From: Masahiro Yamada masahiroy@kernel.org
[ Upstream commit 626c54af35764b0b8a4ed5c446458ba6ddfe9cc8 ]
When a header file is changed, kernel/gen_kheaders.sh may fail to update kernel/kheaders_data.tar.xz.
[steps to reproduce]
[1] Build kernel/kheaders_data.tar.xz
$ make -j$(nproc) kernel/kheaders.o DESCEND objtool INSTALL libsubcmd_headers CALL scripts/checksyscalls.sh CHK kernel/kheaders_data.tar.xz GEN kernel/kheaders_data.tar.xz CC kernel/kheaders.o
[2] Modify a header without changing the file size
$ sed -i s/0xdeadbeef/0xfeedbeef/ include/linux/elfnote.h
[3] Rebuild kernel/kheaders_data.tar.xz
$ make -j$(nproc) kernel/kheaders.o DESCEND objtool INSTALL libsubcmd_headers CALL scripts/checksyscalls.sh CHK kernel/kheaders_data.tar.xz
kernel/kheaders_data.tar.xz is not updated if steps [1] - [3] are run within the same minute.

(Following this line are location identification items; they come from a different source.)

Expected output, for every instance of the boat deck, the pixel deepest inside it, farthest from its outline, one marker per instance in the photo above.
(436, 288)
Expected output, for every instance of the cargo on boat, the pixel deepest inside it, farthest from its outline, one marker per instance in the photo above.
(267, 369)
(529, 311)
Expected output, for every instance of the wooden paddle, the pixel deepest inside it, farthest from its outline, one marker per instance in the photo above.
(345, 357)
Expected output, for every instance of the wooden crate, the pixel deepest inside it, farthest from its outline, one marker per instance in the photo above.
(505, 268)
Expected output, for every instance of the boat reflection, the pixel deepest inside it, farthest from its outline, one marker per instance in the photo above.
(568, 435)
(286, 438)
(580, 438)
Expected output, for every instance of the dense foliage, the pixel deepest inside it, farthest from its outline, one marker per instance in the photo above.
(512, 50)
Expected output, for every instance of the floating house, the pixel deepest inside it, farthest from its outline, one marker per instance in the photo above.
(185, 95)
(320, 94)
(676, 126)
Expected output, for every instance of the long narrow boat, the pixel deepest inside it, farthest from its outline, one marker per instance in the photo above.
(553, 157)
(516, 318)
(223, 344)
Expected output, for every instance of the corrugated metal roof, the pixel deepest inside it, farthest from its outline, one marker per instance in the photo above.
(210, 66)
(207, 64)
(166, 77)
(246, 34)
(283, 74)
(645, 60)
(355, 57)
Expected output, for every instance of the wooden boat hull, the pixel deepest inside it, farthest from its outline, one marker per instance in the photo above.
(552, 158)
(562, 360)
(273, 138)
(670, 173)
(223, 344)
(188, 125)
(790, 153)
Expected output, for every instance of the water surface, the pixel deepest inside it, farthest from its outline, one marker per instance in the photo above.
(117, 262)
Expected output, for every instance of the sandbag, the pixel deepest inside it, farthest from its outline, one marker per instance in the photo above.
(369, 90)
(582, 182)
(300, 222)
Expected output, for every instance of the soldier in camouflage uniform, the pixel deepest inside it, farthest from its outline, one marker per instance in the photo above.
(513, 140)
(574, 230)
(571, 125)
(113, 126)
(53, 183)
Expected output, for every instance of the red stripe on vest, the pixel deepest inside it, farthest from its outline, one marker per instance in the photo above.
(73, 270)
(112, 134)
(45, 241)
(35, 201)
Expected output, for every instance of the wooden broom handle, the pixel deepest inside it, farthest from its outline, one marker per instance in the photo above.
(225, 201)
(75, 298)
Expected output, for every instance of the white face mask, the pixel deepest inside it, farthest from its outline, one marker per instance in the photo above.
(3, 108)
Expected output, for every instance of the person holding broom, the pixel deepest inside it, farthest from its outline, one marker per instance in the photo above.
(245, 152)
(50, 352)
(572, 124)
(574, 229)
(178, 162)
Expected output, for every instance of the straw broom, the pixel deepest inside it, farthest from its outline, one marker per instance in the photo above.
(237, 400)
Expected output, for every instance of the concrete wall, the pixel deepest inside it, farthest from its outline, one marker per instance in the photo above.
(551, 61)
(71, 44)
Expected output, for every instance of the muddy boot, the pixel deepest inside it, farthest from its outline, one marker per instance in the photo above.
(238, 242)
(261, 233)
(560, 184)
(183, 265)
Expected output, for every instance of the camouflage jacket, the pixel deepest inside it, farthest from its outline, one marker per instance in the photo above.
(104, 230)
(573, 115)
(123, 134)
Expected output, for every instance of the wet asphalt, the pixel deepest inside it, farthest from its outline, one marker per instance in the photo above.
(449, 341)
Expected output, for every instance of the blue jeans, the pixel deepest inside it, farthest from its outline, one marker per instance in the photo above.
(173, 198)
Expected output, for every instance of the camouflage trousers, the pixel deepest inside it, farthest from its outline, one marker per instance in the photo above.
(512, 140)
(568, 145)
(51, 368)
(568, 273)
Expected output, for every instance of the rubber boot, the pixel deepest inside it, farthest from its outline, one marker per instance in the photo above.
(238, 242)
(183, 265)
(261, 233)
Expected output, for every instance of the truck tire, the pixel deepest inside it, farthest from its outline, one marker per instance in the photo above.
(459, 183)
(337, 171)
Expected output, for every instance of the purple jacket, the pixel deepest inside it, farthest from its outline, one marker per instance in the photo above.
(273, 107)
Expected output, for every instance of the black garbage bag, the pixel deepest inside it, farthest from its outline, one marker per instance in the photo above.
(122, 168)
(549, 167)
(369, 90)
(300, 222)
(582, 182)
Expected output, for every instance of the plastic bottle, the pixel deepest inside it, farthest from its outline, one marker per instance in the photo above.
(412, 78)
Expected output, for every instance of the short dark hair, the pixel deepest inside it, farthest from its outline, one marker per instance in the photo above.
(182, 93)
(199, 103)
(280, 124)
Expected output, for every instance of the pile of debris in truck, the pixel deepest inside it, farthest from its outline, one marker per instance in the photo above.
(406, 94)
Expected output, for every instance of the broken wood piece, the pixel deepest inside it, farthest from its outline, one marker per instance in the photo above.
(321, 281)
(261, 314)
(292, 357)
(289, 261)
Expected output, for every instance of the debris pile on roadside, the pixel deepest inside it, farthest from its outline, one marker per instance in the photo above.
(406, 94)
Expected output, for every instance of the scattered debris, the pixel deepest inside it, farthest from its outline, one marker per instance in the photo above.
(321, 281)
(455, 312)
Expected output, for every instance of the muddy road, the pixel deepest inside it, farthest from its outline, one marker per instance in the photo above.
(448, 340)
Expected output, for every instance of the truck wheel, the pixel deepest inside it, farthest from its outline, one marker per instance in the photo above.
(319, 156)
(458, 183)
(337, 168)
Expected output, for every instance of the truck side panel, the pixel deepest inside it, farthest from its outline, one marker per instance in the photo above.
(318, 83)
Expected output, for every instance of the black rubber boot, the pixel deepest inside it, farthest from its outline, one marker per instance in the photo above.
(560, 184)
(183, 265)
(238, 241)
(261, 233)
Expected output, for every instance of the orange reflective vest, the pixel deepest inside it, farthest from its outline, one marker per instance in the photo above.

The headers_md5 variable stores the MD5 hash of the 'ls -l' output for all header files. This hash value is used to determine whether kheaders_data.tar.xz needs to be rebuilt. However, 'ls -l' prints the modification times with minute-level granularity. If a file is modified within the same minute and its size remains the same, the MD5 hash does not change.
To reliably detect file modifications, this commit rewrites kernel/gen_kheaders.sh to output header dependencies to kernel/.kheaders_data.tar.xz.cmd. Then, Make compares the timestamps and reruns kernel/gen_kheaders.sh when necessary. This is the standard mechanism used by Make and Kbuild.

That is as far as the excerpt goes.